Dimensions = 2; // The proposed model included a person dimension and an item dimension.
Between = 1; // Item responses are cross-classified by the person and item dimensions.
Cluster = id; // The variable id indicates persons.
Block = item; // The variable item indicates items.
Code(res) = (1,2,3,4,5,6,7,8,9),(0,0,1,2,3,4,5,6,6); // The nine-category items are recoded.
Ncats(res) = 7;
Model(res) = Nominal(7); // The model is specified as an NRM with seven categories.
Crossed = Yes;
Covariates = gender, age, rw; // Two covariates are incorporated in the model.
L2covariates = 2; // The first two covariates are to be regressed to the person latent variable.
<Constraints> // Constraints are imposed to the full-rank NRM.
Fix Gr, (res),ScoringFn; // The alpha vector/scoring functions are fixed.
Fix Gr, (res),Intercept(1); // The first element of gamma vector is fixed to zero.

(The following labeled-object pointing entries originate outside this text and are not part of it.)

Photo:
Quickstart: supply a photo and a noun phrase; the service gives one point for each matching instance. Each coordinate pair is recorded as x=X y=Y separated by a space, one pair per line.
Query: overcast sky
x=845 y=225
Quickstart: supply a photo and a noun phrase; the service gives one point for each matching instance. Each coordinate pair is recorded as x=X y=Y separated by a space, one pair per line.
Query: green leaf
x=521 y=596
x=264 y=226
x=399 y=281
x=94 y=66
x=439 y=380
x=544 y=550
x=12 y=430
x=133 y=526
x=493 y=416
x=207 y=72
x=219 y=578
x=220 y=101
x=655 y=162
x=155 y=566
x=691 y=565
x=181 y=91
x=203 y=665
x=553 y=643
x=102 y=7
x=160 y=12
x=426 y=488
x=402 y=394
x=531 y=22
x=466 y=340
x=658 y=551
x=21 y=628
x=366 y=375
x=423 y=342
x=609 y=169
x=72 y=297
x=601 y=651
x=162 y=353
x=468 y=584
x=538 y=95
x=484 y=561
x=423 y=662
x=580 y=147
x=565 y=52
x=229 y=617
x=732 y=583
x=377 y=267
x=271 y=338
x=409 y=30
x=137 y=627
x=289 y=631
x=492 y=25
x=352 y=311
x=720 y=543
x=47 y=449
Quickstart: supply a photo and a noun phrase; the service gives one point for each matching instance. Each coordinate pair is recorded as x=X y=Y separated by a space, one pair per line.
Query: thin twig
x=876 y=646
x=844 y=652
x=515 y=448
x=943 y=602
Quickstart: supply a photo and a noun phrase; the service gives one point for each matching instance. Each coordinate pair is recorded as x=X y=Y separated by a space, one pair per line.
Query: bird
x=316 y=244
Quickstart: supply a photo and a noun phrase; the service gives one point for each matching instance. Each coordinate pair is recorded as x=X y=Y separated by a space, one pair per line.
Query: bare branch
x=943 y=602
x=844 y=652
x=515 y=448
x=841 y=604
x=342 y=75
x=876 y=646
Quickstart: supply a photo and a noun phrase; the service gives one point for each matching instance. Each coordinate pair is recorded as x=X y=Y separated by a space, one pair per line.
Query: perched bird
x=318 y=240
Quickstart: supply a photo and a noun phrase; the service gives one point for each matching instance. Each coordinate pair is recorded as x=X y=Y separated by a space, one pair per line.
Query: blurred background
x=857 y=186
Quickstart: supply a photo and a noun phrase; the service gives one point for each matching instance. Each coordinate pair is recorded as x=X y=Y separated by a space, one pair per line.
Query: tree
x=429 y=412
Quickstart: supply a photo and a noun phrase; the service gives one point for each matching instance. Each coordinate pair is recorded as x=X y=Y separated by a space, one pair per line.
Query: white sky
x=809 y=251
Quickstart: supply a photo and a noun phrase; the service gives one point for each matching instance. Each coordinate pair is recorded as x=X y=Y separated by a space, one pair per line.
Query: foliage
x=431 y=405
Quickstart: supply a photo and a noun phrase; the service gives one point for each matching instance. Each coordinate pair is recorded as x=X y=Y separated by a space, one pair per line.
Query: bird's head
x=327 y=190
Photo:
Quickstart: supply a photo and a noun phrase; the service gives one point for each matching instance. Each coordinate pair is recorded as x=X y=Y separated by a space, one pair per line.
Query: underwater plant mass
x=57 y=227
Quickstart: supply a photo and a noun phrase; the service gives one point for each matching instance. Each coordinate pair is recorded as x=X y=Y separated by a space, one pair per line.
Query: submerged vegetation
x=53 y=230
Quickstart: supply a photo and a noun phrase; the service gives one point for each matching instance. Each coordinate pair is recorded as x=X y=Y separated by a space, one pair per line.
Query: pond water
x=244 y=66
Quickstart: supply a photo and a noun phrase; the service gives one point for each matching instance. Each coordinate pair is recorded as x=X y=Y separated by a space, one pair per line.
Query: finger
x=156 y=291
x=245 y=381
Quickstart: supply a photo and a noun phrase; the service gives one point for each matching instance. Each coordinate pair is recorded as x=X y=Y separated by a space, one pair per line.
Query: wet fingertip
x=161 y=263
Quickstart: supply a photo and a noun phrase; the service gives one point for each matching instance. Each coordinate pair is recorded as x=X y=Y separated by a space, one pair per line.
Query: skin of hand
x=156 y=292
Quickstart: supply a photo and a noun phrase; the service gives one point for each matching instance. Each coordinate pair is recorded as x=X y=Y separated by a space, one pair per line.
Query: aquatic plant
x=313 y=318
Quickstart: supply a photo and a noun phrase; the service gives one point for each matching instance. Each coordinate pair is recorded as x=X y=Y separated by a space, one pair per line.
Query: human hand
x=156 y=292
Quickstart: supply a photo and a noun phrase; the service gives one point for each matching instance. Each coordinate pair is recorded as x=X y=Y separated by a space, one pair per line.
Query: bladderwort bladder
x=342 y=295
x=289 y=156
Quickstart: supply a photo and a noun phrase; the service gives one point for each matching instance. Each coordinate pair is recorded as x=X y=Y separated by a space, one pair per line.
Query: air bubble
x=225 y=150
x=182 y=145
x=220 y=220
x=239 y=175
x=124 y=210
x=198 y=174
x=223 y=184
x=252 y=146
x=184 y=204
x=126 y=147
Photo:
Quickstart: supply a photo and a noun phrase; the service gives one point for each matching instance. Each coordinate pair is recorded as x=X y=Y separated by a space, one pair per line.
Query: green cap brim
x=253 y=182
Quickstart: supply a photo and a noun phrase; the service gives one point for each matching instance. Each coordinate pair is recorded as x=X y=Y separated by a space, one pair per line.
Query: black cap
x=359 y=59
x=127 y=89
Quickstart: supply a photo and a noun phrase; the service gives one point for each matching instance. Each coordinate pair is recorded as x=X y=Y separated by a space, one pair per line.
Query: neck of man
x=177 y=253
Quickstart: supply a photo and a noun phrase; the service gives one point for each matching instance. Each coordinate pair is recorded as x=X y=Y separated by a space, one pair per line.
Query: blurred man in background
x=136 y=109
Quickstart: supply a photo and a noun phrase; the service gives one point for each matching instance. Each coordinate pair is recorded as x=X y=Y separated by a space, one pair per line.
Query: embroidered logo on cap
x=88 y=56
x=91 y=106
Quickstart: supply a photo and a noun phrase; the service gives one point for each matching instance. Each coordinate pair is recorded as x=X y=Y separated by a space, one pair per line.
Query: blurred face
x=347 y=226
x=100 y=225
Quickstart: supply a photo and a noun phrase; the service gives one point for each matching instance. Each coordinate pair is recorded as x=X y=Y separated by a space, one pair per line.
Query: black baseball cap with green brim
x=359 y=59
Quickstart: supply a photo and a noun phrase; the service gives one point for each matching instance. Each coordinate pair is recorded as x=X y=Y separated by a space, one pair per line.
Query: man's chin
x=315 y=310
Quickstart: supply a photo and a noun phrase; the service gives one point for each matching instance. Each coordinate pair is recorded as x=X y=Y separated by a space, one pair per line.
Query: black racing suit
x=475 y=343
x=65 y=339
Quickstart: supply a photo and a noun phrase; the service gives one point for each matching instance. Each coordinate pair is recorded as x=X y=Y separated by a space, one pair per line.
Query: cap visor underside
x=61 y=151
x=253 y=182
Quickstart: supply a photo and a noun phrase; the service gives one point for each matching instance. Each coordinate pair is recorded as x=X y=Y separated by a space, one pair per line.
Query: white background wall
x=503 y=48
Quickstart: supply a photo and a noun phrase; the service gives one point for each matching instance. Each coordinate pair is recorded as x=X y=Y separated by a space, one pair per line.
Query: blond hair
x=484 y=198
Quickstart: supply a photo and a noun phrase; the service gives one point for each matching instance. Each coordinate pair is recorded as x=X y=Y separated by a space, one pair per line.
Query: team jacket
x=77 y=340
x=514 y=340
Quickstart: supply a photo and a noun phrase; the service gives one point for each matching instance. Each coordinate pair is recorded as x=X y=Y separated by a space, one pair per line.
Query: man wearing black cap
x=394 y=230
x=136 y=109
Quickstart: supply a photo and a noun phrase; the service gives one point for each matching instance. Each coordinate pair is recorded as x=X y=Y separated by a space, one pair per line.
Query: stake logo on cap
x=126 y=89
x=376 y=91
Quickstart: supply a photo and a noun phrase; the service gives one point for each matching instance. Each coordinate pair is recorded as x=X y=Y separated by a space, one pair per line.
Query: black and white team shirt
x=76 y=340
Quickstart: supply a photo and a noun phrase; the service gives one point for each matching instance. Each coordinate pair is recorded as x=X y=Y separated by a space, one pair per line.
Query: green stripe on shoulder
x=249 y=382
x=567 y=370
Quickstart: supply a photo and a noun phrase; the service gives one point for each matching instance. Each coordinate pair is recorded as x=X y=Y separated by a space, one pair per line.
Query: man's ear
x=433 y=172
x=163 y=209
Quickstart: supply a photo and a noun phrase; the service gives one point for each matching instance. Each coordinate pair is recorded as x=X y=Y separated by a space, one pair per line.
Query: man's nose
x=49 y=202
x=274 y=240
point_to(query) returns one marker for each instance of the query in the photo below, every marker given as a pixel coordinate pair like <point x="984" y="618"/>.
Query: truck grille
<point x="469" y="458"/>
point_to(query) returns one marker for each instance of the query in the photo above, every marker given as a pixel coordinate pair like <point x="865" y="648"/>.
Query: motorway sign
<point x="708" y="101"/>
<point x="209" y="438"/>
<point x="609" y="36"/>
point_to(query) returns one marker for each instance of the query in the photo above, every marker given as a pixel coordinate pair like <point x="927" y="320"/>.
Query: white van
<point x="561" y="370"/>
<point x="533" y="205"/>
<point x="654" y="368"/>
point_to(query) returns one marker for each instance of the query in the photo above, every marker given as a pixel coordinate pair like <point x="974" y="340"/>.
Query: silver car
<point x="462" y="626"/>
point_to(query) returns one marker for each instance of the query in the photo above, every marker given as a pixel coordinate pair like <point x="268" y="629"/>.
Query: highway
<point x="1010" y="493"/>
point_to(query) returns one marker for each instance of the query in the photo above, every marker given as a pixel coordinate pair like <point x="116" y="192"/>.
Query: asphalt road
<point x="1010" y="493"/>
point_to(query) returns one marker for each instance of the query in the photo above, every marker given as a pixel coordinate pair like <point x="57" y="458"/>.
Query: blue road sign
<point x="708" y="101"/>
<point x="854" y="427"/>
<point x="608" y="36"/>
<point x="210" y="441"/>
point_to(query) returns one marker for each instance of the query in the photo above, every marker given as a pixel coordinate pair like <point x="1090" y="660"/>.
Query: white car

Value Gr, (res), Intercept(2), 0.2; // Assign a starting value to the 2nd element of gamma.
Value Gr, (res), Intercept(3), 0.2;
Value Gr, (res), Intercept(4), 0.2;
Value Gr, (res), Intercept(5), 0.2;
Value Gr, (res), Intercept(6), 0.2;
Free Beta(1,1); // Allow the regression coefficient to be free estimated.
Value Beta(1,1), 0.2;
Free Beta(1,2);
Value Beta(1,2), 0.2;
Free Beta(2,3);
Value Beta(2,3), 0.2;
Declaration of Conflicting Interests
The author(s) declared no potential conflicts of interest with respect to the research, authorship, and/or publication of this article.
Funding
The author(s) received no financial support for the research, authorship, and/or publication of this article.